Did you guys see the fight Tuesday night? Who’d you have your money on? Actually it doesn’t really matter who you bet on because it ended in a draw. But it was nice to see one of the fighters show some emotion.
I don’t know about you, but my money would have been the dude who stood 7-foot 3-inches wearing the white and blue shorts out of Latvia. Yeah, that’s right, he was Kristaps Porzingis of the New York Knicks, and his challenger, Marquese Chriss of the Phoenix Suns.
Damn, it was great to see some fight out of NBA players. Its true, basketball isn’t hockey where fighting is a part of the sport, but seeing guys go at it was kind of nice. Although, this brawl never should have happened; Marquese Chriss is just an idiot. He was protecting his teammate, Eric Bledsoe, who was run over by Porzingis, but had it not been for Chriss pushing the giant Latvian into Bledsoe, there never would have been a scuffle.
I give Porzingis all the credit in the world for sticking up for himself like that. This is a man’s game, there is a lot of pushing and shoving that goes unnoticed to the untrained eye, and if you don’t fight back you will not be respected. I don’t care if he is only 21 years old, he has got to stick up for himself now or he will be eaten alive in what he hopes is a long and successful career.
I have to say that this wasn’t the blockbuster pay-per-view event like most bouts, it really only involved each fighter throwing one push, but it got the fans into it.
You guys remember the heavy weight championship fight between Larry Johnson of the Knicks and Alonzo Morning of the Miami Heat? Wwooooooo! Now that was a fight.
This wasn’t quite like that, but I enjoy seeing passion out of players today.
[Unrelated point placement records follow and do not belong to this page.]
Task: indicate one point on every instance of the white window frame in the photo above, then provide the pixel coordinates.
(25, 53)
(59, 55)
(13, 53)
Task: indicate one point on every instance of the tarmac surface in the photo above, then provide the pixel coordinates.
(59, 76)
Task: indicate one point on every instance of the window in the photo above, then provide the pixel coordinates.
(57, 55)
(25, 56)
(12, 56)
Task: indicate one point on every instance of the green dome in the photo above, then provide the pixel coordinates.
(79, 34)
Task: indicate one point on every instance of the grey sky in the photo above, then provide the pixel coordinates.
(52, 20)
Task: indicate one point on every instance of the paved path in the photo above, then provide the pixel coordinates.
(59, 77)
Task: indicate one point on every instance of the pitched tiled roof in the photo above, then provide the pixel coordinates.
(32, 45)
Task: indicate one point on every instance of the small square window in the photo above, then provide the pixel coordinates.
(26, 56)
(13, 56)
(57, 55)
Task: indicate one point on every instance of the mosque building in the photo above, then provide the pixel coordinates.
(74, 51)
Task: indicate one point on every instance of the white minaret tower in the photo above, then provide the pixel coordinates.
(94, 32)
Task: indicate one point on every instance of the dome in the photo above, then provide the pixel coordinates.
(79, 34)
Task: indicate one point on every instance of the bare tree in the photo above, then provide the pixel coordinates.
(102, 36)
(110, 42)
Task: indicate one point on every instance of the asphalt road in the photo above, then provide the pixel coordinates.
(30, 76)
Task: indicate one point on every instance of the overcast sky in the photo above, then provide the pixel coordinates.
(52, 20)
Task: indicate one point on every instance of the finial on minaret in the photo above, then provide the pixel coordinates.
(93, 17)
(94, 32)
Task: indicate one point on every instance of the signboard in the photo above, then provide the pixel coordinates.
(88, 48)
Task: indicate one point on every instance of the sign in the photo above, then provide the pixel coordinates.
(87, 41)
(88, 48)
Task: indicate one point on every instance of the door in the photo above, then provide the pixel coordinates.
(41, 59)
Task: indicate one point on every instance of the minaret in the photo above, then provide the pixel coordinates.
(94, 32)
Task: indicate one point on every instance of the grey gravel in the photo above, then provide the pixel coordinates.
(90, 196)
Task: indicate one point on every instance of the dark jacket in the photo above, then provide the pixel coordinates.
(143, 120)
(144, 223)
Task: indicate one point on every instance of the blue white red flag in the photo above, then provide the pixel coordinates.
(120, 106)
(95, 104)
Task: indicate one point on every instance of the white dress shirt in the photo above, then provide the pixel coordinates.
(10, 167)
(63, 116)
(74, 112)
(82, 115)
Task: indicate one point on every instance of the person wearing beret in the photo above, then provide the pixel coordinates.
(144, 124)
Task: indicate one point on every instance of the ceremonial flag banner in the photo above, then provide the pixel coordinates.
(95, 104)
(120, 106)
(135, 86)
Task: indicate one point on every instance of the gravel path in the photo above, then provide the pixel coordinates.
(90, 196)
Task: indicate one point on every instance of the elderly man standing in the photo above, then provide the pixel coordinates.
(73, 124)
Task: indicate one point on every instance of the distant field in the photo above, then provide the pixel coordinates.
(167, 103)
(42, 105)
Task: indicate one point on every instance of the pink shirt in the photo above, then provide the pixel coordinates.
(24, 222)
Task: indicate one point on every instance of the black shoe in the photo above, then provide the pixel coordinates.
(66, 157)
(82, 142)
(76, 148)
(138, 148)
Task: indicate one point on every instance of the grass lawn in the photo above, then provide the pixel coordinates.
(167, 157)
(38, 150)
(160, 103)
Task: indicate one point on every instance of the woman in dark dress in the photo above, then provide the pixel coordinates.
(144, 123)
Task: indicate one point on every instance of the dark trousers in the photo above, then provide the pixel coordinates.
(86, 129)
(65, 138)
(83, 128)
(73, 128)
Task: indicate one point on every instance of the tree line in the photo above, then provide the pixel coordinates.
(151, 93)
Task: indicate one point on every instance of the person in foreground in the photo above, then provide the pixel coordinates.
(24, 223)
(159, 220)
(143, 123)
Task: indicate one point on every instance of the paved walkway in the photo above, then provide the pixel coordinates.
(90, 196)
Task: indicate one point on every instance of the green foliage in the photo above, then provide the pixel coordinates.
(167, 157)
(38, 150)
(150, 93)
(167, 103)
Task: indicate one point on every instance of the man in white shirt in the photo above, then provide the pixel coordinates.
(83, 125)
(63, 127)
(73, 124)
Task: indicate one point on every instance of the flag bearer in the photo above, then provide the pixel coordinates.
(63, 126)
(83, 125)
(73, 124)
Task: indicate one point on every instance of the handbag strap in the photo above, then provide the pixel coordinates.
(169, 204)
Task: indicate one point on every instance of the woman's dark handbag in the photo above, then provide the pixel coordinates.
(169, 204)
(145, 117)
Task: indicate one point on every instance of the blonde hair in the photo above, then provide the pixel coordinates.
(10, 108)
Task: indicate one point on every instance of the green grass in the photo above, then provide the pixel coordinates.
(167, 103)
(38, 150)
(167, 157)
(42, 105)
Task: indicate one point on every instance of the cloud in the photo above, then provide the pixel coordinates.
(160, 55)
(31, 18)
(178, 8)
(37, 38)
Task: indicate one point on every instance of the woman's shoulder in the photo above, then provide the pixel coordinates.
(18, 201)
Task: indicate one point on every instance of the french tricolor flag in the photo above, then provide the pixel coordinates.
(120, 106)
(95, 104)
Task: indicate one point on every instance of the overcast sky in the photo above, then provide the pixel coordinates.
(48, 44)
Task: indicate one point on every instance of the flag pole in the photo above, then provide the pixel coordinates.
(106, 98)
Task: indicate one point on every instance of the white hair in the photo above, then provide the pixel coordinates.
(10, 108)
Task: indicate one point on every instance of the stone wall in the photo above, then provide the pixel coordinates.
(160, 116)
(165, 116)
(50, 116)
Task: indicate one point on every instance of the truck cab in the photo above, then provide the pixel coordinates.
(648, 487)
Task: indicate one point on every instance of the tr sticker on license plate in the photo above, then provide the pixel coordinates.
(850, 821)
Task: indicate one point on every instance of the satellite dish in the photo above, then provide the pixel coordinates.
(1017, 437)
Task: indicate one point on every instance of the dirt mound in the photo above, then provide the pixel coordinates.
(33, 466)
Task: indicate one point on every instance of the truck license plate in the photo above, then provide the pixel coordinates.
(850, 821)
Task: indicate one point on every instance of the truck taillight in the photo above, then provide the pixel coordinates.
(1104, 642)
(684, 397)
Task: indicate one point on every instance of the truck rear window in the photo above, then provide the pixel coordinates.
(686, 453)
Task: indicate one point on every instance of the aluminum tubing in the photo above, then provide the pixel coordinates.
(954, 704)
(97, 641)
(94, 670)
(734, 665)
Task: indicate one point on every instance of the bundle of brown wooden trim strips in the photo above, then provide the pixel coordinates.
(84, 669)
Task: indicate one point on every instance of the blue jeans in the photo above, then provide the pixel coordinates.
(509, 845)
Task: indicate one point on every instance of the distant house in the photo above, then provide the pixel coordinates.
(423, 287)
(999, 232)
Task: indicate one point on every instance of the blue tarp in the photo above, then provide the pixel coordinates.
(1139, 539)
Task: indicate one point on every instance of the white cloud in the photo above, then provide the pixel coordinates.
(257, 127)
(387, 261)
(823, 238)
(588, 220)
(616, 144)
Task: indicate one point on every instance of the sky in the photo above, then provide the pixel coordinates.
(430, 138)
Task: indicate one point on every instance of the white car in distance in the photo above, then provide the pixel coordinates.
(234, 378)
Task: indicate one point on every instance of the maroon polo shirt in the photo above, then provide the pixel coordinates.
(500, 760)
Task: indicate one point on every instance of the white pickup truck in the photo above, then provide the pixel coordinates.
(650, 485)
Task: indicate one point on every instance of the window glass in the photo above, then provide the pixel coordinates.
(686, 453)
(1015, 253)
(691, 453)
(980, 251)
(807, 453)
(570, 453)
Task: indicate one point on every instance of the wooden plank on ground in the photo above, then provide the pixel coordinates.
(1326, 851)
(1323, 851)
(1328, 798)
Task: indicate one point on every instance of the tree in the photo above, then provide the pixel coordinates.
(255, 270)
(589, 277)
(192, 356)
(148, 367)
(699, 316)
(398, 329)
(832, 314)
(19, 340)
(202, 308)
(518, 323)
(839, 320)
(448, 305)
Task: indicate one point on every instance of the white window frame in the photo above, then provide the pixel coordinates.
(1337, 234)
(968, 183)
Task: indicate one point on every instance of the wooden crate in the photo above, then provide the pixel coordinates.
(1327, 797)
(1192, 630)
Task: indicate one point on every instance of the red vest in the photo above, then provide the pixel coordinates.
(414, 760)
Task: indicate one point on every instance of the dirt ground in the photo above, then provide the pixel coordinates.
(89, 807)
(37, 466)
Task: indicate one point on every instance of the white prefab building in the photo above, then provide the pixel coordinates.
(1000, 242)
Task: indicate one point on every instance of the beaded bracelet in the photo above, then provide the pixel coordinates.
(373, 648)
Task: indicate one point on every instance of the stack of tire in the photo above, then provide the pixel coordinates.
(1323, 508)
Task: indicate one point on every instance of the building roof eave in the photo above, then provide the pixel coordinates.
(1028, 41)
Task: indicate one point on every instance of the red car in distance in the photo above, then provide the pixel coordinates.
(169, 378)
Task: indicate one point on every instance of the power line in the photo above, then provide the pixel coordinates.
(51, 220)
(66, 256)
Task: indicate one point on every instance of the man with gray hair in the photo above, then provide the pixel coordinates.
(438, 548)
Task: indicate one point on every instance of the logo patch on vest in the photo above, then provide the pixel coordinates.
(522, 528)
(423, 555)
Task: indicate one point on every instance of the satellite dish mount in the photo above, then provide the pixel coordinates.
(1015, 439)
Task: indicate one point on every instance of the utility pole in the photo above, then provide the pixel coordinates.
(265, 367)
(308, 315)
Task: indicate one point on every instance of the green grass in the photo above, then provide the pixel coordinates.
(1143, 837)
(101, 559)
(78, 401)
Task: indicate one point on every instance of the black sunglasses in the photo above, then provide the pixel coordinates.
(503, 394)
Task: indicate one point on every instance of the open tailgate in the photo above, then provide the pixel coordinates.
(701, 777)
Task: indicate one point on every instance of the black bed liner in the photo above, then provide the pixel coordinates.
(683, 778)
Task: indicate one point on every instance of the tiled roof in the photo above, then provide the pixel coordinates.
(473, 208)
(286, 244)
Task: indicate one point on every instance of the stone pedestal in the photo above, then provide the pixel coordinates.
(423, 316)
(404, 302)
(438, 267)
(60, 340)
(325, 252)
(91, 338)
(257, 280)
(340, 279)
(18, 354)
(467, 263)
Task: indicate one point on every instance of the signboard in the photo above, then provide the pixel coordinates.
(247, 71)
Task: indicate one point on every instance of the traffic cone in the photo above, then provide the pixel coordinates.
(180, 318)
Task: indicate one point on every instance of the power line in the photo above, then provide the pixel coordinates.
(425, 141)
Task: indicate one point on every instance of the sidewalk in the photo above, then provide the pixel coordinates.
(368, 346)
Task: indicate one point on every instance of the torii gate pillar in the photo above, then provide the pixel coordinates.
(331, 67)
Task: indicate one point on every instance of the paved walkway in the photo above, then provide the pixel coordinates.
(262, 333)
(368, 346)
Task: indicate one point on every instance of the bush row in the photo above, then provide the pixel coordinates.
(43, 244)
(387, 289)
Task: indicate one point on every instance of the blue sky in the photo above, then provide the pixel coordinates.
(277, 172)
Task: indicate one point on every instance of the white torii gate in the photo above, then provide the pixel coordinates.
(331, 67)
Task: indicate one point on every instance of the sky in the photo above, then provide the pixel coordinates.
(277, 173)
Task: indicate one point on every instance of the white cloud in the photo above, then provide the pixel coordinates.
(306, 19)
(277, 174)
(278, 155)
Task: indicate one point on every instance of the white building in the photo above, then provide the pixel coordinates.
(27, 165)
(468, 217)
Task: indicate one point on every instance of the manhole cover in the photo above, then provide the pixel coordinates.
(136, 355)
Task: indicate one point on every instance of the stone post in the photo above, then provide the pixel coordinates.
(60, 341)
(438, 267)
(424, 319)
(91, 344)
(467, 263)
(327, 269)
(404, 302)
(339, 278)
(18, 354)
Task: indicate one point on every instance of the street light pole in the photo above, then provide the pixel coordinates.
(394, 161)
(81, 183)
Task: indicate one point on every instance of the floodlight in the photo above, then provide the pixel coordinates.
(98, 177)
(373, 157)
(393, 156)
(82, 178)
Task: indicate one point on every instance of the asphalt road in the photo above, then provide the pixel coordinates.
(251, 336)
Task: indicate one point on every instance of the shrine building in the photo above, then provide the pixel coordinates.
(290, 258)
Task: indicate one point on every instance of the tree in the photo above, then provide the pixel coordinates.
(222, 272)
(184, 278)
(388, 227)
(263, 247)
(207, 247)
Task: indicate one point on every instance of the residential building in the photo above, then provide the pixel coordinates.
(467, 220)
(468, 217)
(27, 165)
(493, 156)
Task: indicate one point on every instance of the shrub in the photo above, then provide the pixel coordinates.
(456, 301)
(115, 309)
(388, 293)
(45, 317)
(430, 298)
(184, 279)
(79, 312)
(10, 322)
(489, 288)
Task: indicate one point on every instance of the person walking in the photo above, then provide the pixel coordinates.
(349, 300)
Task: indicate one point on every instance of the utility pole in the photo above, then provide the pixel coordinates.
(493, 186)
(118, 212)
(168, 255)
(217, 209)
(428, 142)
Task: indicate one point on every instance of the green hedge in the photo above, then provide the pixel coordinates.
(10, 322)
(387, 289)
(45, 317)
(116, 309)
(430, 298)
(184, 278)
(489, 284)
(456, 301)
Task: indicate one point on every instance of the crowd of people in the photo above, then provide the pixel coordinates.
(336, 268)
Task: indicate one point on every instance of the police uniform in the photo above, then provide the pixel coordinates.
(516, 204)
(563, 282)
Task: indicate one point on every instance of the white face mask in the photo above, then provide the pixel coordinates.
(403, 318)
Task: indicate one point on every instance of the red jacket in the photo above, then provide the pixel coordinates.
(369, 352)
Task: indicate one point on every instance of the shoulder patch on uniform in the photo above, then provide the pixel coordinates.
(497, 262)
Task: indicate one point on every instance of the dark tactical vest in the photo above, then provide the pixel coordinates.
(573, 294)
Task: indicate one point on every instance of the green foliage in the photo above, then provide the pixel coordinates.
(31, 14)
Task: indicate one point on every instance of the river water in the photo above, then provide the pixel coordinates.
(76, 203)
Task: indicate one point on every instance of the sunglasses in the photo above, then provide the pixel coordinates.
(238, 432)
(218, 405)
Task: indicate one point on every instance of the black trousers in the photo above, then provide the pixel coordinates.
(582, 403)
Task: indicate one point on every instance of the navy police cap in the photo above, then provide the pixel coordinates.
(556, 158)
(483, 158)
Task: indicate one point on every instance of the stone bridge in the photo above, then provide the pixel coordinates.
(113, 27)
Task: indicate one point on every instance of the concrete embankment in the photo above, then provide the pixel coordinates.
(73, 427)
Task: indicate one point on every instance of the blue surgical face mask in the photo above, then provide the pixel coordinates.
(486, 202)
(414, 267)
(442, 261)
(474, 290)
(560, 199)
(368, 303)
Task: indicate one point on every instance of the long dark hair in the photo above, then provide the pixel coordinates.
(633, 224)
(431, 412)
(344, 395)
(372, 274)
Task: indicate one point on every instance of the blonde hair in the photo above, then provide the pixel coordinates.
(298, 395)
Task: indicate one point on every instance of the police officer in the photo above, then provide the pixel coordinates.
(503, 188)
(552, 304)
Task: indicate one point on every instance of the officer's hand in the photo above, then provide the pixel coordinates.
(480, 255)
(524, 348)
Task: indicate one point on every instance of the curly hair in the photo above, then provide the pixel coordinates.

Despite Porzingis’ monster game of 34 points, eight rebounds, and three blocks and steals, Chriss (14 points and 12 rebounds) and the Suns got the final laugh as they defeated the Knicks 113-111 in overtime.
Again, fighting does not belongs in the NBA game, however, I would love to see the game become a little more physical, and players playing with more emotion/passion like the 90s than they do today.